You wanted this, deal with the consequences.

You heard it before: one time cheater...

and for you too.

What part of your marriage are you trying to control? the one that is hopeless?

 

 

First of all, i have not had sex with MM since the beginning of March, that was the last time. The other two threads i posted were from when i had phone conversations, not physical contact. The affair is over, listen to what i have posted! Read all my posts, and quit making up info as you go.

  • Author
Posted
It was easier to empathize with your situation in your first post when you could "barely breathe, my heart feels like it weighs 50 pounds right now" as opposed to the vision of you preferring your MM because he "could go several times a day, lol. My H never does that".

 

Are you really surprised at people's reaction :confused: ?

 

Mr. Lucky

 

 

Of course im not surprised at all by others reactions. Ive made too many mistakes to expect to hear what sounds good to me. The affair was something i got myself into and i accept full responsibility. Obviously i felt something was lacking in my marriage to get involved with another man, a married one at that. My eyes have been opened up drastically by my mistakes. But i dont think anyone is hearing that-its not like i am still screwing MM behind my H's back. Its been over 4 months since last contact with him, besides the 2 phone conversations we had in the past 2 weeks. And i dont plan to ever speak to, or be involved with him ever again.

 

And sure, quite a bit i do feel that my H is not the best match for me, that we shouldnt remain married. This is a different topic in itself, aside from the affairs. All i wanted was advice on the letter i found, nothing more, nothing less. But everyone else had to drag my affair out and call me a hypocrite. I would not have posted this thread if i was still involved with MM!! I am trying to get out of all this drama and get my life on track. I never expected for people to tell me what i want to hear.

Posted

Tragic, You can't expect people to act any differently! Advice on "the letter" obviously includes why your H might had received it.

 

With you fooling around (wow, four months ago.. that like a long time... right?) why wouldn't your husband want to have a back up plan?

 

If it's just advice on the letter that you want, here it is:

 

Put it away, and ignore it. You can't be sure when it was mailed, or delivered, could have been like 4 months ago right? You don't know whether he responded, or whether he's even interested for sure.

 

Don't play with fire when you live in a straw house.

  • Author
Posted
Tragic, You can't expect people to act any differently! Advice on "the letter" obviously includes why your H might had received it.

 

With you fooling around (wow, four months ago.. that like a long time... right?) why wouldn't your husband want to have a back up plan?

 

If it's just advice on the letter that you want, here it is:

 

Put it away, and ignore it. You can't be sure when it was mailed, or delivered, could have been like 4 months ago right? You don't know whether he responded, or whether he's even interested for sure.

 

Don't play with fire when you live in a straw house.

 

He says the letter was from 4 years ago while we were separated and him and her were seeing each other. They had obviously been seeing each other before that though. Im really tired of thinking about it, so im accepting his answer as the truth and dropping it. He says he put it away in the pocket behind the drivers seat and forgot about it. So he claims its been there for 4 years.. i dunno.. im done with the situation. I just wasnt going to put up with him cheating after he put an end to the open marriage thing because of him being too jealous over me. I wasnt going to put up with him cheating and expecting me to remain faithful.(which i wasnt, but only with MM, and thats over). Also keep in mind that ive been faithful all this time besides MM, H hasnt.

Posted
I wasnt going to put up with him cheating and expecting me to remain faithful.(which i wasnt, but only with MM, and thats over). Also keep in mind that ive been faithful all this time besides MM, H hasnt.

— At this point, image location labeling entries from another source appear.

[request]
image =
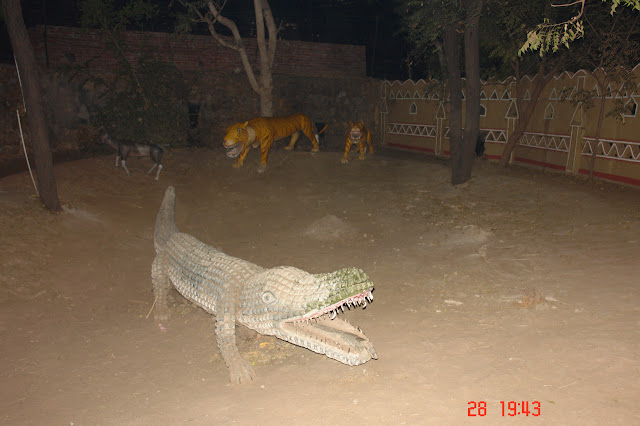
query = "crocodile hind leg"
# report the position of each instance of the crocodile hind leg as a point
(161, 287)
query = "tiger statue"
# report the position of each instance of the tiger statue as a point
(262, 131)
(361, 136)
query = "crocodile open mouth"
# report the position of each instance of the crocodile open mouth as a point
(321, 332)
(355, 135)
(234, 150)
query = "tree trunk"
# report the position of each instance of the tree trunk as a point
(36, 121)
(451, 44)
(472, 107)
(523, 121)
(266, 49)
(266, 46)
(596, 140)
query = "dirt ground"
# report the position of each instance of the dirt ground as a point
(517, 286)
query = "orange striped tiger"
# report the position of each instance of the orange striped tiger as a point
(361, 136)
(263, 131)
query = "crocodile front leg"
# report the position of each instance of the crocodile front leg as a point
(240, 370)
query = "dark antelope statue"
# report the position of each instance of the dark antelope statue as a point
(125, 150)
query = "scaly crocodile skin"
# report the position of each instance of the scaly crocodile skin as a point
(284, 302)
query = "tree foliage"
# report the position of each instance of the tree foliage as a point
(549, 36)
(210, 13)
(143, 100)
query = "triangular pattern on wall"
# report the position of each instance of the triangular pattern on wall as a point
(549, 111)
(384, 109)
(512, 112)
(609, 92)
(413, 129)
(622, 93)
(576, 120)
(630, 108)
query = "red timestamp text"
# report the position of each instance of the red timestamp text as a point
(509, 408)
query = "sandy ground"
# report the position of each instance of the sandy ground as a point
(517, 286)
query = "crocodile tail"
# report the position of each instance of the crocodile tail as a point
(165, 221)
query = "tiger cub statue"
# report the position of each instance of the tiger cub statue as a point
(361, 136)
(262, 131)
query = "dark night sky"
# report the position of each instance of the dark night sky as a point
(327, 21)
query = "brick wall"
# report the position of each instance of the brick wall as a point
(66, 46)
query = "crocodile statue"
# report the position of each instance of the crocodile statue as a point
(284, 302)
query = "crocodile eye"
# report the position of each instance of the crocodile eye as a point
(268, 297)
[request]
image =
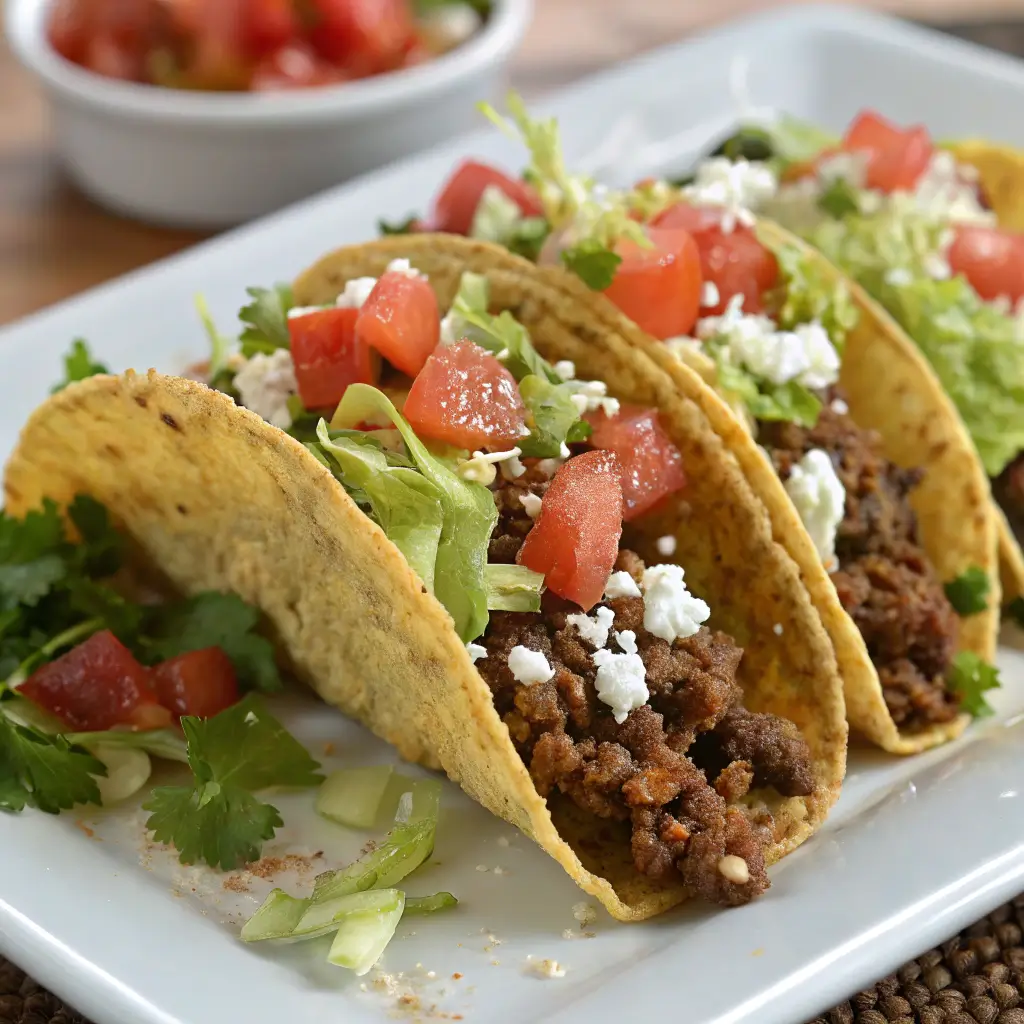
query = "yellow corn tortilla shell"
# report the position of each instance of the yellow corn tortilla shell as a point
(1001, 171)
(218, 499)
(891, 388)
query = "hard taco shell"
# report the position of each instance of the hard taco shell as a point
(891, 388)
(218, 499)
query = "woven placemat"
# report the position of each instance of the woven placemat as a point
(976, 978)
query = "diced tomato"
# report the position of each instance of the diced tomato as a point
(991, 259)
(296, 66)
(365, 36)
(896, 158)
(658, 288)
(464, 396)
(96, 685)
(735, 262)
(400, 321)
(200, 682)
(574, 542)
(268, 25)
(650, 464)
(456, 204)
(328, 356)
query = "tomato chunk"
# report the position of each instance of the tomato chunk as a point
(464, 396)
(328, 355)
(96, 685)
(574, 542)
(896, 158)
(366, 36)
(991, 259)
(200, 682)
(456, 204)
(651, 466)
(658, 288)
(400, 321)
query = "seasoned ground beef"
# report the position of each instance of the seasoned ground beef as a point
(645, 770)
(885, 580)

I'll give you this - you are consistent (in an illogical, self-delusional way :eek: ) in your thinking...

 

Mr. Lucky

  • Like 1
Posted

Your affair may have been over for four months or more, but your posts here in June and July indicate that your heart has never left the MM. I am not faulting you for having the affair, but I am saying that your affair is relevant and not in the past.

 

Being faithful except for one affair...and then saying that your H has had multiple affairs....I am thinking that neither is better than the other, is it? Or are you saying that he continually cheats on you over many months, while you only cheated the once for a short period? I can see why you would be upset with him.

 

Even though you have decided that this letter is from the past, it does seem that this letter has brought up something to think about....your affair and his past affairs. Have they been resolved? DO you plan on hiding your affair from him or do you want a clean slate?

Posted

You need to grow up and tell your husband about your affair. You act like a teenager where the rules don't apply to you. So what if you have not had sex with this MM, but you are at least 'still love him', think about him and share your heart with him. You have created this distance between you and your husband and if you think your husband doesn't notice this you are very nieve.

 

Continue what you are doing and the marriage will fall apart. Your husband is already looking elsewhere or you have threats of that happening. This is a wake up call to realize what both of you are doing. You two need major marriage counseling.

Posted
And sure, quite a bit i do feel that my H is not the best match for me, that we shouldnt remain married. This is a different topic in itself, aside from the affairs. All i wanted was advice on the letter i found, nothing more, nothing less. But everyone else had to drag my affair out and call me a hypocrite. I would not have posted this thread if i was still involved with MM!! I am trying to get out of all this drama and get my life on track. I never expected for people to tell me what i want to hear.

 

Then end your marriage since it seems you two aren't suited for eachother.

 

Honestly, what is the point of getting upset here? You don't trust him and he may not trust you.

 

Sorry, but you left out important facts from your sitution, making it seem like you were so into your husband, that your heart hurts deeply....Yes, you may be really hurting, but it wasn't long ago your heart was with the MM. Less than a month ago and you said you had feelings for him. Well, feelings like that don't go away quickly, married or not! If you saw the MM - You'd prob. still 'feel' something for him, even if you didn't want to....I'm just sayin'.....

 

Anyway, YOU need to choose how you want your marriage to be. Honest, loving, giving? Does he make you happy?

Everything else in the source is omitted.